"Your wife," said the woman, "--she's taken very bad, Mr. Gowdy."
He started toward the house without a word; but before he went out of sight he turned and looked for a moment with a sort of half-smile at the girl. For a while we were all as still as death. Finally Doctor Bliven remarked that lots of folks were foolish about sick people, and that more patients were scared to death by those about them than died of disease. The girl said that that certainly was so. Doctor Bliven then volunteered the assertion that Mr. Gowdy seemed to be a fine fellow, and a gentleman if he ever saw one. Just then the woman came from across the road again and asked for "the man who was a doctor."
"I'm a doctor," said Bliven. "Somebody wants me?"

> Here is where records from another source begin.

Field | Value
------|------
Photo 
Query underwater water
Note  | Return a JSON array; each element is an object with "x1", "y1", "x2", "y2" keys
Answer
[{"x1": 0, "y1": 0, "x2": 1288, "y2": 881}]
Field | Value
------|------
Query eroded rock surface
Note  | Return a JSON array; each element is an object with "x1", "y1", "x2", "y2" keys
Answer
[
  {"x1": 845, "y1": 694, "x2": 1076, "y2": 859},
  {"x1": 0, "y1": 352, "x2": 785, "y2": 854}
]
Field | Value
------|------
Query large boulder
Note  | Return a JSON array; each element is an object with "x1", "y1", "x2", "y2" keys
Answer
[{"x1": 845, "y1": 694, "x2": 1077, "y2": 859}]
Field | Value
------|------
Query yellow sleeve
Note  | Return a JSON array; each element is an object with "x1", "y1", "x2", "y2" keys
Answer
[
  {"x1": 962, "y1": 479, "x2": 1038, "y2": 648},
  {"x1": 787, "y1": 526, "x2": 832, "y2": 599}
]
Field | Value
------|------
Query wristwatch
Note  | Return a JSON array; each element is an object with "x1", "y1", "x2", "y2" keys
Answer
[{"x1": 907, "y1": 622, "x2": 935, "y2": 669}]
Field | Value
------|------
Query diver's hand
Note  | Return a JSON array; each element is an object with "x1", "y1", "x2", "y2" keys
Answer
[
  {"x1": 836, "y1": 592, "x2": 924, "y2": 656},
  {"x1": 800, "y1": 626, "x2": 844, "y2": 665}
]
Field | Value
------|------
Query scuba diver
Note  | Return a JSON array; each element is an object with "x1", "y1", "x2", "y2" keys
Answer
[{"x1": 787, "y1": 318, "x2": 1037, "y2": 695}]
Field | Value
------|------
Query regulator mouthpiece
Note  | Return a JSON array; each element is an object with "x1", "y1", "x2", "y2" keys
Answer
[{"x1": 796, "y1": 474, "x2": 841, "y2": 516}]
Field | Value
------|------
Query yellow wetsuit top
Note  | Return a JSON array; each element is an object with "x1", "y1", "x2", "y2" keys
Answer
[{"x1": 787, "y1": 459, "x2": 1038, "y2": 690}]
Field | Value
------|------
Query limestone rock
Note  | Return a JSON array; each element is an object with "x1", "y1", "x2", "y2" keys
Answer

She said that Mr. Gowdy would like to have him come into the house--and he went hurriedly, after taking a medicine-case from his democrat wagon. I saw my yellow-haired passenger of the Dubuque ferry meet him before the door, throw her arms about him and kiss him. He returned her greeting, and they went through the door together into the house.
3
I turned in, and slept several hours very soundly, and then suddenly found myself wide awake. I got up, and as I did almost every night, went out to look after my cattle. I found all but one of them, and fetched a compass about the barns and stables, searching until I found her. As I passed in front of the door I heard moanings and cryings from a bench against the side of the house, and stopped. It was dawn, and I could see that it was either a small woman or a large child, huddled down on the bench crying terribly, with those peculiar wrenching spasms that come only when you have struggled long, and then quite given up to misery. I went toward her, then stepped back, then drew closer, trying to decide whether I should go away and leave her, or speak to her; and arguing with myself as to what I could possibly say to her. She seemed to be trying to choke down her weeping, burying her head in her hands, holding back her sobs, wrestling with herself. Finally she fell forward on her face upon the bench, her hands spread abroad and hanging down, her face on the hard cold wood--and all her moanings ceased. It seemed to me that she had suddenly dropped dead; for I could not hear from her a single sigh or gasp or breath, though I stepped closer and listened--not a sign of life did she give. So I put my arm under her and raised her up, only to see that her face was ghastly white, and that she seemed quite dead. I picked her up, and found that, though she was slight and girlish, she was more woman than child, and carried her over to the well where there was cold water in the trough, from which I sprinkled a few icy drops in her face--and she gasped and looked at me as if dazed.
"You fainted away," I said, "and I brought you to."
"I wish you hadn't!" she cried. "I wish you had let me die!"
"What's the matter, little girl?" I asked, seating her on the bench once more. "Is there anything I can do?"